Vegetation management is also an issue on this wildlife refuge. The use of herbicide to control various exotic, unwanted, class one pests is common. The Arundo, a giant bamboo cane, is a flood control inhibitor, and difficult to do away with. Most of the biomass to this plant is underground and in this area. Grey Lodge in the fourth year of treatment has an Arundo Eradication Team, emphasizing the need to rid of this weed.

Other plants on this wildlife refuge native, or not; desirable or not; are-milkweed (undesirable), native blackberry (desirable), non-native blackberry (undesirable), and parrots feather (undesirable aquatic weed).


Summary

Gray Lodge Wildlife Area, located in Butte County of Northern California, serves many purposes to surrounding communities, including wildlife. Divided in two segments, this refuge serves the wildlife and recreational desires of visitors; one segment is for the waterfowl to rest, and the other designated for hunting. Only three days of the week are designated as hunting days, leaving the other four to strictly sightseeing and management time. The three days of hunt are Wednesday, Saturday, and Sunday. The privilege to hunt includes a fee, which in turn, allows other events on the refuge to be free of fees.

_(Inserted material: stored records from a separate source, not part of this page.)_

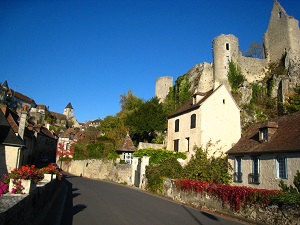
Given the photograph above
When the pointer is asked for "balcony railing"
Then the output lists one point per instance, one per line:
(253, 178)
(238, 177)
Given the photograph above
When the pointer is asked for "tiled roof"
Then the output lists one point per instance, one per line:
(285, 139)
(58, 116)
(127, 145)
(22, 97)
(43, 130)
(189, 106)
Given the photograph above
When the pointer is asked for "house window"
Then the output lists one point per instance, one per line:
(227, 59)
(193, 121)
(238, 170)
(281, 167)
(264, 135)
(227, 46)
(176, 145)
(187, 144)
(177, 125)
(254, 176)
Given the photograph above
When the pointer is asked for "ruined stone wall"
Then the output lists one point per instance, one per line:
(162, 87)
(253, 69)
(282, 34)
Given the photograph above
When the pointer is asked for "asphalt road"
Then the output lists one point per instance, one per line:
(102, 203)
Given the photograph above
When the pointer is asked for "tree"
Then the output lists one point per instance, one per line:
(255, 50)
(130, 102)
(146, 120)
(293, 101)
(178, 95)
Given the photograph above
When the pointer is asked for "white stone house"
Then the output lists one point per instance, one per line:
(11, 147)
(267, 153)
(211, 117)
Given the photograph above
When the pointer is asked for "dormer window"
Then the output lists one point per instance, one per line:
(267, 130)
(263, 135)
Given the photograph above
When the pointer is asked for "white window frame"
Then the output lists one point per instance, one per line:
(278, 161)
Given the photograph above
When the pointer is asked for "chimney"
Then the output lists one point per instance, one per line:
(22, 122)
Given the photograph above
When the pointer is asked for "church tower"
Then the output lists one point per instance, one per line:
(69, 111)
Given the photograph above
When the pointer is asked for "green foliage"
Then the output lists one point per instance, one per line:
(146, 120)
(210, 169)
(262, 105)
(157, 156)
(200, 167)
(178, 94)
(130, 102)
(278, 68)
(235, 76)
(290, 195)
(292, 103)
(297, 181)
(169, 167)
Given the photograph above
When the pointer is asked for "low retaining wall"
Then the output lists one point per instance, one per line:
(268, 215)
(41, 206)
(100, 169)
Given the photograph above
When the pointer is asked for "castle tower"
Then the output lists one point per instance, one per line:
(282, 35)
(225, 49)
(162, 87)
(69, 111)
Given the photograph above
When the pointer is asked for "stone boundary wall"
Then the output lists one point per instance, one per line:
(100, 169)
(252, 213)
(143, 145)
(42, 206)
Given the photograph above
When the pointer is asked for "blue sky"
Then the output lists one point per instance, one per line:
(91, 52)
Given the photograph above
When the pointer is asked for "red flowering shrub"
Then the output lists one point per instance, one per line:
(26, 172)
(235, 196)
(4, 184)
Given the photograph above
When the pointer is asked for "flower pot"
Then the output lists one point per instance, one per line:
(47, 177)
(27, 185)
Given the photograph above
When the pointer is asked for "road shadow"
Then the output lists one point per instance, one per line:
(191, 214)
(208, 215)
(70, 210)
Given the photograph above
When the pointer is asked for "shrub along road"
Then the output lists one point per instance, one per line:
(97, 202)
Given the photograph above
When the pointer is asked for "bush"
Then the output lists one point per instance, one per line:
(170, 168)
(290, 195)
(235, 196)
(158, 155)
(211, 169)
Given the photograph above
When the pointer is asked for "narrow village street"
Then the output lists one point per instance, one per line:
(97, 202)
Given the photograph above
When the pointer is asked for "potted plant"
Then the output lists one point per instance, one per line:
(24, 180)
(51, 172)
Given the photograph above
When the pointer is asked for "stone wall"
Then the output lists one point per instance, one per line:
(251, 213)
(143, 145)
(42, 206)
(100, 169)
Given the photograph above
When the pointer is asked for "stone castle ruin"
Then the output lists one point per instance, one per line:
(282, 38)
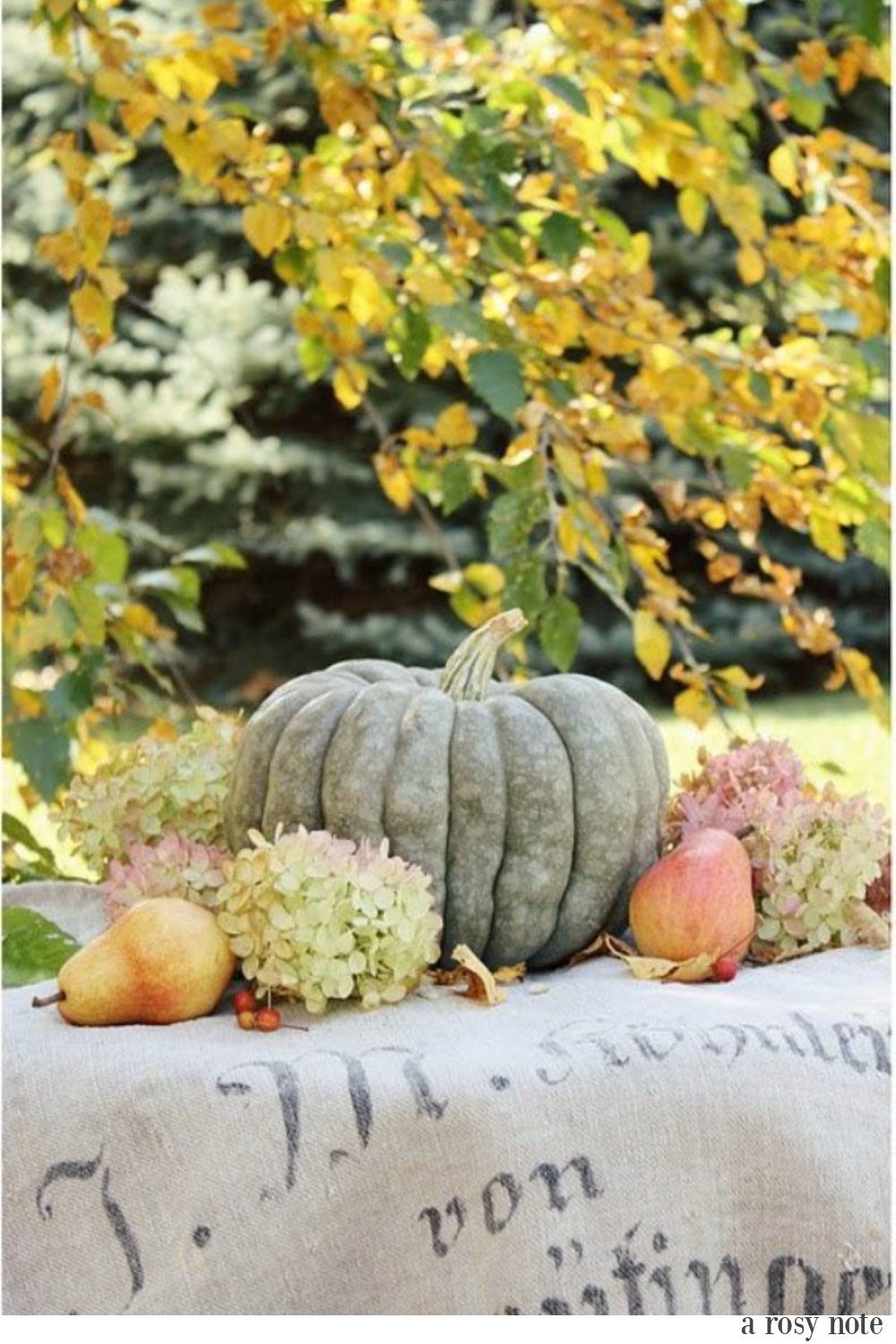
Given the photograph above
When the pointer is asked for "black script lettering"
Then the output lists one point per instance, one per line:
(847, 1034)
(737, 1040)
(552, 1175)
(454, 1209)
(287, 1083)
(65, 1171)
(595, 1298)
(513, 1191)
(814, 1289)
(124, 1236)
(813, 1038)
(630, 1271)
(662, 1047)
(555, 1306)
(728, 1266)
(766, 1038)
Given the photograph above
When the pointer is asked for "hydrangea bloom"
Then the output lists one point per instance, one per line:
(818, 859)
(317, 918)
(152, 788)
(169, 867)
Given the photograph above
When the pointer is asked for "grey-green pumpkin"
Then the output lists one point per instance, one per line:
(532, 806)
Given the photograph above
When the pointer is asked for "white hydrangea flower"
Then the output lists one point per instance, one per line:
(317, 918)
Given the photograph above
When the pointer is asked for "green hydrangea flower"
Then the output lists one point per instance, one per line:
(317, 918)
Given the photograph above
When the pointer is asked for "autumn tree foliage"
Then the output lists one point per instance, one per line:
(441, 214)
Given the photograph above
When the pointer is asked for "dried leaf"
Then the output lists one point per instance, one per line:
(50, 386)
(649, 968)
(479, 981)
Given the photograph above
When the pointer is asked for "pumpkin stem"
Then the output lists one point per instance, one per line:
(469, 669)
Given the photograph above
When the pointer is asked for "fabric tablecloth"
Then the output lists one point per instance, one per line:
(594, 1144)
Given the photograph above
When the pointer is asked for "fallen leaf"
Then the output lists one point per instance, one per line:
(479, 981)
(649, 968)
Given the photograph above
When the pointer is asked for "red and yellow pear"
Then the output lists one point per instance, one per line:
(696, 900)
(163, 961)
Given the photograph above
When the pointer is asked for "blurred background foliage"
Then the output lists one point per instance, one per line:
(228, 505)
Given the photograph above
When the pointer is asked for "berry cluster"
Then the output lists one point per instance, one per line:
(250, 1016)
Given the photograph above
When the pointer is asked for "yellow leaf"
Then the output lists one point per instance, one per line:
(268, 226)
(692, 207)
(50, 384)
(198, 81)
(487, 580)
(570, 464)
(75, 507)
(649, 968)
(94, 228)
(861, 674)
(651, 644)
(102, 137)
(479, 981)
(452, 581)
(454, 427)
(751, 265)
(365, 297)
(62, 252)
(220, 15)
(93, 314)
(394, 480)
(783, 166)
(349, 386)
(567, 532)
(694, 704)
(685, 972)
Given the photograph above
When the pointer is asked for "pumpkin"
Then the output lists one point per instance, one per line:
(532, 806)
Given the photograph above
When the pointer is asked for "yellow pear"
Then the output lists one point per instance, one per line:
(163, 961)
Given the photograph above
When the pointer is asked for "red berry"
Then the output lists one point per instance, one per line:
(726, 968)
(268, 1019)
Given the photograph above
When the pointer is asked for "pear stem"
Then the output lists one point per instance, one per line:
(48, 999)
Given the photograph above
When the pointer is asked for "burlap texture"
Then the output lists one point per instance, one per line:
(591, 1145)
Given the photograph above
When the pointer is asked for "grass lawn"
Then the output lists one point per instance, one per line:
(837, 738)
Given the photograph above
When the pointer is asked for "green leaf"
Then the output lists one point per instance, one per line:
(568, 91)
(411, 341)
(42, 749)
(866, 18)
(179, 588)
(34, 948)
(883, 277)
(497, 376)
(614, 228)
(525, 585)
(562, 237)
(559, 631)
(217, 554)
(458, 484)
(460, 320)
(90, 610)
(107, 551)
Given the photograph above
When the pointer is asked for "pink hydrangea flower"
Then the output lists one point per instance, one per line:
(169, 867)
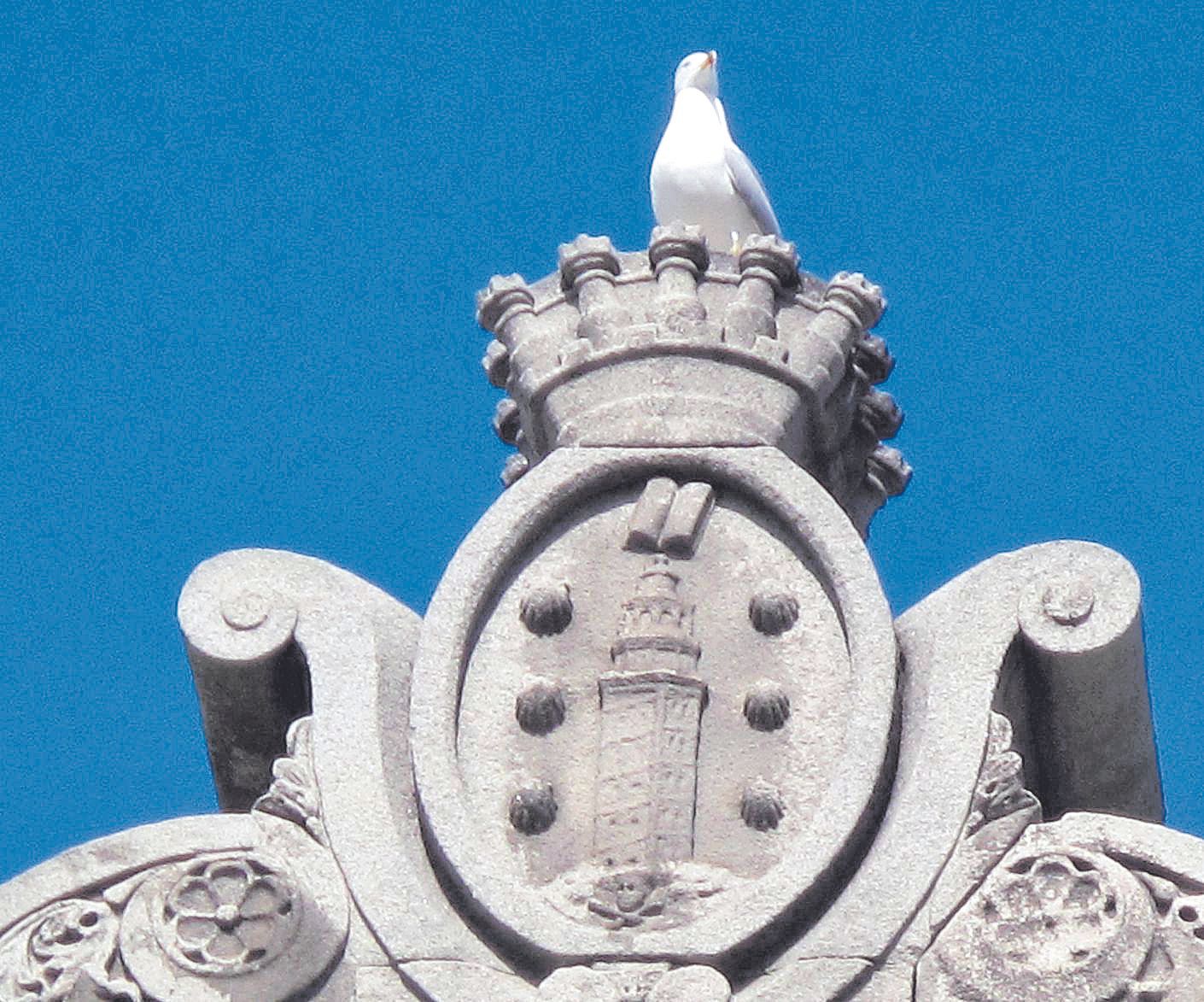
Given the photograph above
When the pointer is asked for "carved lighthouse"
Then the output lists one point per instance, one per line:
(652, 710)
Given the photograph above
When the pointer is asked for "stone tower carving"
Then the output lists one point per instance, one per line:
(658, 736)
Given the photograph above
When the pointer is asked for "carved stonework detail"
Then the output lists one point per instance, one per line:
(228, 917)
(652, 707)
(540, 708)
(669, 518)
(1065, 925)
(761, 806)
(773, 612)
(69, 955)
(546, 610)
(636, 983)
(294, 790)
(1001, 789)
(767, 706)
(1085, 910)
(534, 810)
(683, 346)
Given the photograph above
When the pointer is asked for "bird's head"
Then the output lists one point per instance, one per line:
(698, 69)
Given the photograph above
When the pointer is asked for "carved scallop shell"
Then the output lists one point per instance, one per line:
(534, 810)
(546, 610)
(761, 806)
(766, 706)
(773, 612)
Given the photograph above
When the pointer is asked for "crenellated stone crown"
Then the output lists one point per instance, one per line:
(679, 346)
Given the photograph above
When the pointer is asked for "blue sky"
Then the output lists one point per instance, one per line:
(238, 249)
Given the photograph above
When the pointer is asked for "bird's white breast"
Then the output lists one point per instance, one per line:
(690, 181)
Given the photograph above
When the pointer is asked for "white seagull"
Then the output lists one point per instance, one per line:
(699, 176)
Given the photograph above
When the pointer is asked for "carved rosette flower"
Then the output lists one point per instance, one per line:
(773, 612)
(70, 952)
(228, 917)
(546, 610)
(767, 706)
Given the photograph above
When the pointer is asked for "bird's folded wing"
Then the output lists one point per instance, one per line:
(746, 181)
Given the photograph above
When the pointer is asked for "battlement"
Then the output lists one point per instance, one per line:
(678, 346)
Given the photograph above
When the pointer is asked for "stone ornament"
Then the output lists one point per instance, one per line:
(65, 952)
(1086, 910)
(649, 830)
(228, 926)
(683, 346)
(658, 737)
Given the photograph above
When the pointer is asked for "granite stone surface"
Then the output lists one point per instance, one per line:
(658, 737)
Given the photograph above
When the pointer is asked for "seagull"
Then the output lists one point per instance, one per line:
(699, 176)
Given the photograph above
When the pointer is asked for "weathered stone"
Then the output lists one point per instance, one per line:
(657, 738)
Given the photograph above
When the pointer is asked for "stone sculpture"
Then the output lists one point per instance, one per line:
(658, 736)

Approximately 50,000 visitors come to this Wildlife refuge every year. Visitors travel here to observe waterfowl in courtship activities, migration, or to bird watch in general. All crops are actually harvested by the waterfowl and wildlife. Vegetation management is also an issue on this wildlife refuge. Other plants on this wildlife refuge native, or not; desirable or not; are-milkweed (undesirable), native blackberry (desirable), non-native blackberry (undesirable), and parrots feather (undesirable aquatic weed).